During the 1980s Peter Halley developed a signature vocabulary that he has used in his work now for over forty years. Redeploying the language of geometric abstraction, he developed a pictorial system of ‘prisons’, ‘cells’ and ‘conduits’ that enabled him to produce diagrammatic paintings representing social subjects. With these works he addressed the impact and legacies of urbanisation and industrialisation within a post-industrial society marked by technological change. Working at the advent of the internet and at a time that saw the mass adoption of personal computers and video games, he described the physical and bureaucratic environments of the late twentieth century and the systemic logic that found expression within the architectures of a new digital space.
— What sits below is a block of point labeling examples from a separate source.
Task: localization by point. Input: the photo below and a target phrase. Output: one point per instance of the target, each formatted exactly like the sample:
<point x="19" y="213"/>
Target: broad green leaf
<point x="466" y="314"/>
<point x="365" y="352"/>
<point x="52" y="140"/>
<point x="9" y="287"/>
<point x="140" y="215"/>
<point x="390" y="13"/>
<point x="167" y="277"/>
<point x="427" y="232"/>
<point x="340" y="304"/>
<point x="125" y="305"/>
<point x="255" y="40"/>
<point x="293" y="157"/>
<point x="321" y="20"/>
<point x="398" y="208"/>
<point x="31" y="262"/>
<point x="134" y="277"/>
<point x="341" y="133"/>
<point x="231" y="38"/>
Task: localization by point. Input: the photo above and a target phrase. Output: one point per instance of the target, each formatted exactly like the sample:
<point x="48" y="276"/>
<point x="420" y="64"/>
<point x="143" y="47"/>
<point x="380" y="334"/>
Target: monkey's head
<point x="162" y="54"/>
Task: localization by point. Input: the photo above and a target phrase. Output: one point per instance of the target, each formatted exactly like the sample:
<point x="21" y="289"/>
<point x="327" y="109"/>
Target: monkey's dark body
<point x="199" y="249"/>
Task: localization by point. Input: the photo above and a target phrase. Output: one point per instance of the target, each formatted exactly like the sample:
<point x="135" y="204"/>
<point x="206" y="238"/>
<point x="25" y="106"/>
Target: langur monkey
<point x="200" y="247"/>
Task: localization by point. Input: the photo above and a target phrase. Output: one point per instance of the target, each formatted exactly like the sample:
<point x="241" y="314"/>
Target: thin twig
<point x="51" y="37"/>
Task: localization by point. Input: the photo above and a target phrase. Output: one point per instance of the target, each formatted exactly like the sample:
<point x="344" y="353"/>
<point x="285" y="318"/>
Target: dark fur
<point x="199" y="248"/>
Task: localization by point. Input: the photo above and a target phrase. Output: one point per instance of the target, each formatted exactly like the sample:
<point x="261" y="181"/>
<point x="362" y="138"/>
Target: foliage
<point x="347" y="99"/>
Peter Halley. Conduits: Paintings from the 1980s is the first museum survey of Halley’s 1980s work in over thirty years. Drawing extensively on Halley’s critical writing, interviews and unpublished notes it seeks to re-evaluate this early work and its subjects of alienation, isolation, confinement and connectivity within the context of its production. The exhibition reflects upon both the artistic and critical landscape of New York in the 1980s and a period of social history shaped by economic expansion and collapse, nuclear threat and the AIDS epidemic.
The exhibition is accompanied by a richly illustrated catalog including a major interview with the artist, an essay by the curator and two unpublished texts by Paul Pieroni and Tim Griffin.